Abstract
Background
Tolosa-Hunt syndrome (THS) and recurrent painful ophthalmoplegic neuropathy (RPON) are rare diseases reported within the “Painful lesions of the cranial nerves” section of the International Classification of Headache Disorders-3rd edition (ICHD-3). In case of a first painful attack, differential diagnosis could be challenging and many pitfalls are due to the rarity of the disorders and the lack of information about correct medical management in youngsters.
Case presentation
Our main purpose was to report a new case of THS and a new case of RPON describing management and diagnostic investigation at the time of the first episode.

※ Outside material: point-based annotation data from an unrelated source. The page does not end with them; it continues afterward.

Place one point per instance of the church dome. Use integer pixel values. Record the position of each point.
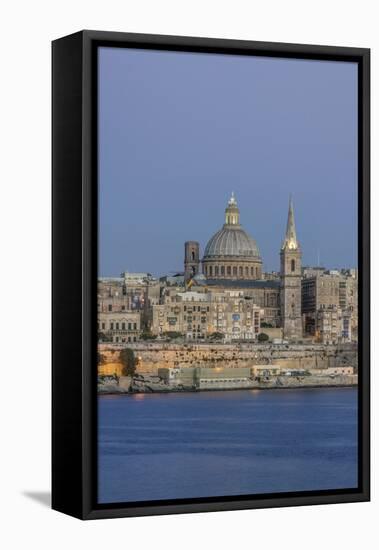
(231, 239)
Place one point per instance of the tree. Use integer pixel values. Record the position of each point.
(128, 361)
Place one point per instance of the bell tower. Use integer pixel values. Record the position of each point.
(290, 280)
(191, 259)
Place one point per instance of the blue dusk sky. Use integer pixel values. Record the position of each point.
(178, 132)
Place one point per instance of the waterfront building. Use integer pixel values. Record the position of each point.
(198, 315)
(205, 378)
(333, 325)
(336, 289)
(226, 291)
(119, 326)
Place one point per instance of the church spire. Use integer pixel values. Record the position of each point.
(290, 241)
(232, 213)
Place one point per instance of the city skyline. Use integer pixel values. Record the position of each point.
(168, 161)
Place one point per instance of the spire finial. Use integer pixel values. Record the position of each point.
(290, 240)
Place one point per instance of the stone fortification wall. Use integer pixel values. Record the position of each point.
(152, 356)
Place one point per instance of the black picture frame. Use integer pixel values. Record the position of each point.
(74, 272)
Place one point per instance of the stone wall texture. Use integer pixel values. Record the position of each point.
(152, 356)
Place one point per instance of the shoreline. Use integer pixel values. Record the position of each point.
(121, 391)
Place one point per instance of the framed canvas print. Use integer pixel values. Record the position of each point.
(210, 274)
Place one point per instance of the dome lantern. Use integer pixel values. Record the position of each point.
(232, 213)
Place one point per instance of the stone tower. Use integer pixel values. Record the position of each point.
(290, 281)
(191, 259)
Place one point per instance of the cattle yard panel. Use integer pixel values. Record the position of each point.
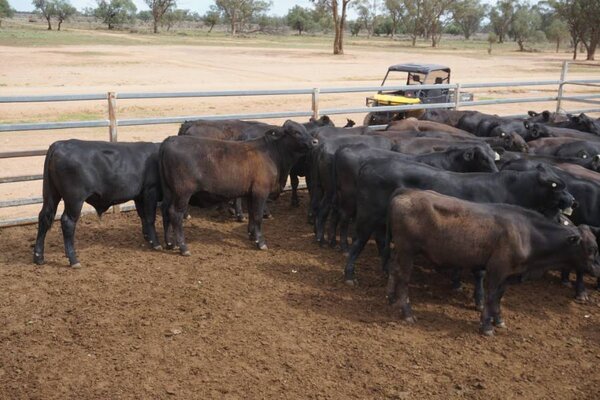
(113, 122)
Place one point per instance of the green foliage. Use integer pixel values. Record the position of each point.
(63, 10)
(212, 17)
(300, 19)
(526, 26)
(468, 15)
(5, 10)
(115, 12)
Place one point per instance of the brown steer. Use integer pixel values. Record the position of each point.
(509, 242)
(218, 170)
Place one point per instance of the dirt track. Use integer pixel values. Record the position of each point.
(234, 322)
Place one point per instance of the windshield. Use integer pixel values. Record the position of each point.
(396, 78)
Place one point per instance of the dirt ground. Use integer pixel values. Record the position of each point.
(102, 67)
(234, 322)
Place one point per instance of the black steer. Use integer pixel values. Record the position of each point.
(101, 174)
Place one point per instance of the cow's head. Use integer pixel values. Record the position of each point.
(552, 192)
(479, 159)
(587, 244)
(293, 136)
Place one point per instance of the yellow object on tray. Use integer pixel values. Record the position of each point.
(395, 99)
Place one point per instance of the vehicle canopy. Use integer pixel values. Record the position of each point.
(421, 73)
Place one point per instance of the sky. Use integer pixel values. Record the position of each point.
(279, 7)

In both cases of THS (13 years old) and RPON (14 years old) a unilateral periorbital headache associated with acute onset of ipsilateral third cranial nerve paresis, scarcely responding to non-steroidal anti-inflammatory drugs (NSAID), was present at the beginning of the first attack. Brain MRI with "time-of-flight" (TOF) angiography and the need to administer steroids (after 72 h from onset) in order to stop pain were the most important handles allowing us to adopt the correct management both in THS or RPON since onset and to face recurrences in RPON by avoiding useless therapy during follow-up.
Conclusion
Unilateral periorbital headache associated with third-fourth or sixth cranial nerve paresis should ideally be investigated with a full work-up, comprehensive of brain MRI with TOF angiography since the first attack. In cases with negative brain MRI spontaneous resolution should be considered and watchful waiting might be advisable before starting steroid therapy.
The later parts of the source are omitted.